TETFund: Over 300 Institutions Jostle for Inclusion in Beneficiary List

Kuni Tyessi in Abuja

Various institutions have continued to mount pressure on the federal government to further review the laws governing the Tertiary Education Trust Fund (TETFund) for them to be listed as beneficiaries of the intervention fund.

The Executive Secretary, Dr. Abdullahi Baffa, who made this known after inaugurating some of the agency’s projects in Kano, expressed concerns about the “ugly” development.

Responding to the question on a request earlier made by the Chief Medical Director (CMD) of the Aminu Kano Teaching Hospital, Prof. Aminu Mohammad for TETFund to extend its intervention to the hospital, Baffa said it would amount to illegality for teaching hospitals to be included as beneficiaries.

He said reviewing the TETFund Act 2011 to accommodate more institutions would dilute the impact and defeat the aim of establishing the agency.

“When I said over 300 institutions are jostling to be included as beneficiaries, it was a conservative estimate. They are more than that. They include all private universities, polytechnics, colleges of education, all monotechnics that are public and all research centres.

“We have 203 beneficiary institutions that we are supporting and we have request from over 300 other institutions that are not qualified by the act to be brought on board.

“It is something worth looking at for us to expand the perimeter of the fund to include all these institutions, but we also have to look at the other side of the coin. Diluting the impact TETFund is making at the beneficiary institutions is going to be very counterproductive to the entire educational landscape.
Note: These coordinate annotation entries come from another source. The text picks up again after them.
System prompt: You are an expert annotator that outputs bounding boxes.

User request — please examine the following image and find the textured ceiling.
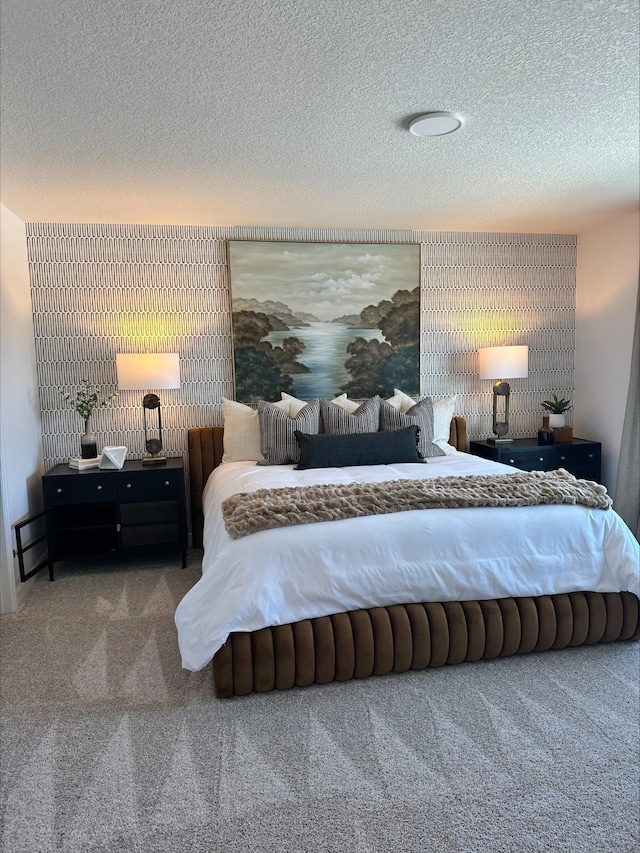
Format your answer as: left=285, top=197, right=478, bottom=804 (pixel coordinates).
left=0, top=0, right=639, bottom=233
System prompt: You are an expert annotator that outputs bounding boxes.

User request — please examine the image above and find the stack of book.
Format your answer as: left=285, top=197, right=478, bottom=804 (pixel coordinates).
left=69, top=456, right=100, bottom=471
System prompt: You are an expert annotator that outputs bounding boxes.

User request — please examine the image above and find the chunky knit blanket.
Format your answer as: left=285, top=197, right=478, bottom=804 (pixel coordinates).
left=222, top=468, right=612, bottom=539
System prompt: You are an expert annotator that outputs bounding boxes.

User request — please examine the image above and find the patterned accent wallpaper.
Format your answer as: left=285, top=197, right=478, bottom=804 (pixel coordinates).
left=27, top=223, right=576, bottom=528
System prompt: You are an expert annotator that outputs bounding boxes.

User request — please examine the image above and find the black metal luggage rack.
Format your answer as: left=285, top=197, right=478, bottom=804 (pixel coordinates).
left=13, top=512, right=49, bottom=583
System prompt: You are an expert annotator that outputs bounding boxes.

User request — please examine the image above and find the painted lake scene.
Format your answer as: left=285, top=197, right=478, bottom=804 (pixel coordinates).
left=228, top=240, right=420, bottom=403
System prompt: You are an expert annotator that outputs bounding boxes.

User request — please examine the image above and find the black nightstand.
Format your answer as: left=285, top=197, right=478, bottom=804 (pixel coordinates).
left=42, top=458, right=187, bottom=580
left=469, top=438, right=602, bottom=483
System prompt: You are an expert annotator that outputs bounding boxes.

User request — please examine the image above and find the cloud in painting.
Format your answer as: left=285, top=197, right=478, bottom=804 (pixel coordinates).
left=229, top=241, right=420, bottom=320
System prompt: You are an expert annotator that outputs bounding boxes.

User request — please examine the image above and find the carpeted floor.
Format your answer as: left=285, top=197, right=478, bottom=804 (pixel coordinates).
left=0, top=552, right=640, bottom=853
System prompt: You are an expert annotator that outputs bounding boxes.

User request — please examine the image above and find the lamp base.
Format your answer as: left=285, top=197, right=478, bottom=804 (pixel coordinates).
left=142, top=456, right=167, bottom=465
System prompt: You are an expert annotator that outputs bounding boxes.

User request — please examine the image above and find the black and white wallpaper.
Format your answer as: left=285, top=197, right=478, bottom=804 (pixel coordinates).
left=27, top=223, right=576, bottom=528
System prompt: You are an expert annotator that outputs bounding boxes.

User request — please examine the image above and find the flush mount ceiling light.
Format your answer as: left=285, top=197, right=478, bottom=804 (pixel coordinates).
left=409, top=113, right=462, bottom=136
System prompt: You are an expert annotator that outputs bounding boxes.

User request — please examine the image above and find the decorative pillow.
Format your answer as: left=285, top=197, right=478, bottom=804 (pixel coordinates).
left=222, top=397, right=286, bottom=462
left=320, top=397, right=380, bottom=435
left=296, top=424, right=423, bottom=471
left=258, top=400, right=320, bottom=465
left=386, top=388, right=458, bottom=456
left=380, top=397, right=445, bottom=459
left=281, top=391, right=360, bottom=418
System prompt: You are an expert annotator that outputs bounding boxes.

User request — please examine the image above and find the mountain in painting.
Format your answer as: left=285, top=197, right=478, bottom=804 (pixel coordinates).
left=233, top=297, right=318, bottom=332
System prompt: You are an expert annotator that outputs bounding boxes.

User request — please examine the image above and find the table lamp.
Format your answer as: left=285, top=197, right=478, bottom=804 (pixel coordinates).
left=116, top=352, right=180, bottom=465
left=478, top=346, right=529, bottom=444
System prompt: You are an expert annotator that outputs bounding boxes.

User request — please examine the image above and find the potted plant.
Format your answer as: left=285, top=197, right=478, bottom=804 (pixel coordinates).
left=60, top=379, right=118, bottom=459
left=542, top=394, right=571, bottom=427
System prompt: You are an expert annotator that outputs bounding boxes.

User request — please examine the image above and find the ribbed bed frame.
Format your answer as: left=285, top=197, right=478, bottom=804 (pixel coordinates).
left=188, top=417, right=640, bottom=698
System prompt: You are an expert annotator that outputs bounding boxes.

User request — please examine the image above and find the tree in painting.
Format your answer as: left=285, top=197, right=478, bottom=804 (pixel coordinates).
left=233, top=311, right=308, bottom=402
left=342, top=288, right=420, bottom=398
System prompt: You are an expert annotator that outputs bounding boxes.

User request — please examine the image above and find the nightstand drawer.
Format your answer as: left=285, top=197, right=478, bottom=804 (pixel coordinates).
left=120, top=522, right=179, bottom=548
left=118, top=470, right=183, bottom=502
left=469, top=438, right=602, bottom=482
left=120, top=501, right=178, bottom=524
left=499, top=448, right=549, bottom=471
left=43, top=473, right=115, bottom=506
left=553, top=443, right=601, bottom=480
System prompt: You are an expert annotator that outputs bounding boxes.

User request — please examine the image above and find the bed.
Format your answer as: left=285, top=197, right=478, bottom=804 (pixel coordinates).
left=176, top=406, right=640, bottom=698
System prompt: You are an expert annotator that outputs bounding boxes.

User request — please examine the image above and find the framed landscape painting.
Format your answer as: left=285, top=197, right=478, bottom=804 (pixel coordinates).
left=228, top=240, right=420, bottom=403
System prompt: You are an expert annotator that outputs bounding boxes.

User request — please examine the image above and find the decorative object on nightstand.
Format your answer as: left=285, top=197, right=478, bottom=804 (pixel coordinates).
left=542, top=394, right=573, bottom=442
left=478, top=346, right=529, bottom=444
left=60, top=379, right=118, bottom=462
left=116, top=352, right=180, bottom=465
left=98, top=446, right=127, bottom=471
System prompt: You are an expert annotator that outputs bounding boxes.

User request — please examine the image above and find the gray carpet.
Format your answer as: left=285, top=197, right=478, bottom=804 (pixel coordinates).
left=0, top=552, right=640, bottom=853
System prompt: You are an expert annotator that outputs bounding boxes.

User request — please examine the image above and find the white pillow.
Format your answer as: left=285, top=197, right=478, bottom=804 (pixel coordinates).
left=281, top=391, right=360, bottom=418
left=222, top=397, right=289, bottom=462
left=387, top=388, right=458, bottom=456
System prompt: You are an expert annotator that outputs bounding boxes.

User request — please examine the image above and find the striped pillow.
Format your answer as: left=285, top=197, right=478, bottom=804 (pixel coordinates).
left=257, top=400, right=320, bottom=465
left=380, top=397, right=446, bottom=459
left=320, top=397, right=380, bottom=435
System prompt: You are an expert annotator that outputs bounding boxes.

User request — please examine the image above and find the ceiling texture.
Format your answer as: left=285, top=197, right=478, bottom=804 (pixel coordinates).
left=0, top=0, right=640, bottom=233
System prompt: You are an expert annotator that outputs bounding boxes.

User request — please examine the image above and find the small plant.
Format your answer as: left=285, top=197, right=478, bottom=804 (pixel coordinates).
left=542, top=394, right=571, bottom=415
left=60, top=379, right=118, bottom=421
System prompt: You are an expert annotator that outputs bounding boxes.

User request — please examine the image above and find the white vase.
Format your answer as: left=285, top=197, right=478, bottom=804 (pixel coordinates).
left=80, top=419, right=98, bottom=459
left=549, top=412, right=567, bottom=428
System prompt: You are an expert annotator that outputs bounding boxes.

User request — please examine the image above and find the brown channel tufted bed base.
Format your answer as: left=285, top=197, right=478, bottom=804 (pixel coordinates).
left=188, top=417, right=640, bottom=698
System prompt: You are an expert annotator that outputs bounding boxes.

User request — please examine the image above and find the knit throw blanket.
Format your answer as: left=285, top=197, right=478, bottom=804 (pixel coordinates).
left=222, top=468, right=612, bottom=539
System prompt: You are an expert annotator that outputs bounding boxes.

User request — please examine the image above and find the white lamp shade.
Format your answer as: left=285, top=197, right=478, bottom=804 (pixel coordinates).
left=116, top=352, right=180, bottom=391
left=478, top=346, right=529, bottom=379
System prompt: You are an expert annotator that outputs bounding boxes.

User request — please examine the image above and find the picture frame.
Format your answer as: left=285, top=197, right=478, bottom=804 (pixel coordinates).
left=228, top=240, right=420, bottom=403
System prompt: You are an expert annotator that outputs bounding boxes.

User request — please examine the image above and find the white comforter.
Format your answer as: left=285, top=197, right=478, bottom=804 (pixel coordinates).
left=175, top=453, right=640, bottom=670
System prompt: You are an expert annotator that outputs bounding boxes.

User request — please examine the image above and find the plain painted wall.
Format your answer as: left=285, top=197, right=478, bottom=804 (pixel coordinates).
left=573, top=210, right=640, bottom=497
left=0, top=205, right=44, bottom=613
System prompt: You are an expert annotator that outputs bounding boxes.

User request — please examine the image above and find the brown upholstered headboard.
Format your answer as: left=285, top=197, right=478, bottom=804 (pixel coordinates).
left=188, top=417, right=467, bottom=548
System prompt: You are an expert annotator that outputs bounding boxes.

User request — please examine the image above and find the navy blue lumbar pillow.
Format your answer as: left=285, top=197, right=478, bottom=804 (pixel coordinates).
left=295, top=424, right=424, bottom=471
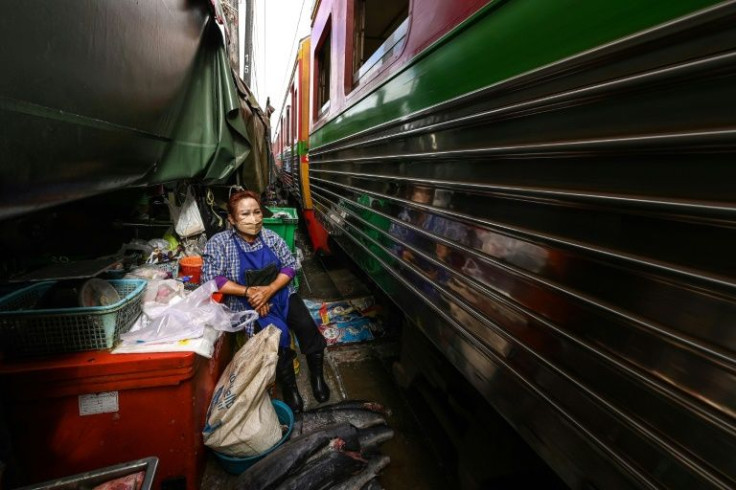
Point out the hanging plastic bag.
[174,187,204,238]
[202,325,281,457]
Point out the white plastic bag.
[202,325,281,457]
[120,280,258,345]
[174,187,204,238]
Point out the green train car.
[276,0,736,489]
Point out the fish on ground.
[330,456,391,490]
[290,408,386,438]
[360,478,383,490]
[235,423,360,490]
[276,449,366,490]
[311,400,391,415]
[358,424,394,455]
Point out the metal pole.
[243,0,254,89]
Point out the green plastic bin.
[263,206,299,291]
[263,207,299,253]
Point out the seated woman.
[202,191,330,412]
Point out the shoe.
[276,347,304,414]
[307,351,330,403]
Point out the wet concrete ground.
[201,251,459,490]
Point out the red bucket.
[179,255,204,284]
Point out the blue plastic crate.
[0,279,147,357]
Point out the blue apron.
[233,235,291,347]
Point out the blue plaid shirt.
[202,228,297,311]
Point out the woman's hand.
[256,303,271,316]
[246,286,276,315]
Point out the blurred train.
[274,0,736,489]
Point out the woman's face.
[230,197,263,236]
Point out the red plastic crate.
[0,334,232,490]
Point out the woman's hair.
[227,191,261,216]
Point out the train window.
[352,0,409,85]
[314,21,330,119]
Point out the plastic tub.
[179,255,204,284]
[263,206,299,253]
[213,400,294,475]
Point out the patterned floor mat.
[304,296,384,345]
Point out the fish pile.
[235,400,394,490]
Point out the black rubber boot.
[307,351,330,403]
[276,347,304,413]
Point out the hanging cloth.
[233,235,291,347]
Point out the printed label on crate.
[79,391,119,416]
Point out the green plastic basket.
[0,279,147,357]
[263,207,299,253]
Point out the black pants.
[286,294,327,354]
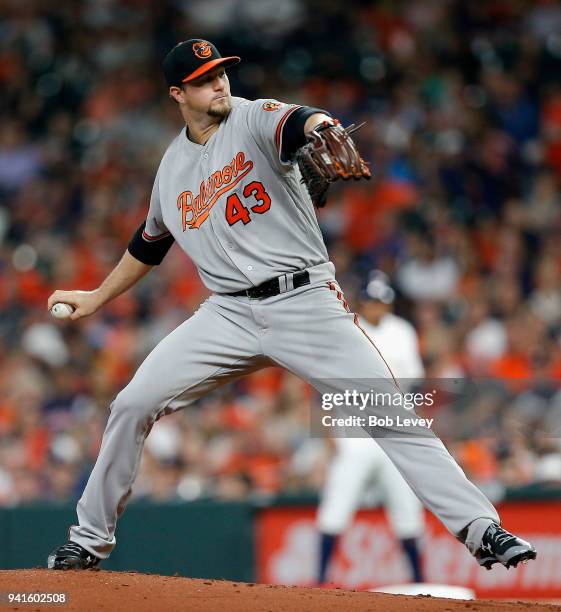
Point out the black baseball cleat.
[47,541,101,570]
[475,523,537,569]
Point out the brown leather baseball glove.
[295,119,372,208]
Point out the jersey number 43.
[226,181,271,230]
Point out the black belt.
[226,270,310,300]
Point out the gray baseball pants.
[70,263,499,559]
Baffa added: “You recall that before 2011, TETFund was called Education Trust Fund, supporting education from primary schools to tertiary education. Because the original conception was targeted at supporting university education alone, government saw the opportunity to support the entire educational landscape which is good.

“But when it was experimented up to 2010, the regulation or control was extremely difficult and government decided to review the act and concentrate the intervention on tertiary education. The act defines tertiary education as public universities, polytechnics and colleges of education. In other word all monotechnics were excluded.

“We are to provide the basic infrastructure for teaching and learning, support the equipping of laboratories, workshop studios, support research activities, training of scholars to acquire higher education, attend conferences, support the publishing of manuscript and also be able to support the publishing of journals by these institutions and such other things that will be needed to improve the overall quality of tertiary education in the country.

He stressed that from 2011 till date, the educational landscape has changed because of the concentration of intervention in these institutions. “For instance if we are able to give N300 million to every university, once we expand; maybe we will be able to give N30 million to each university and this will go nowhere.”
The executive secretary noted that in 2015 for example, all universities in category A were given N338 million normal intervention, out of which N100 million was allocated for physical infrastructure.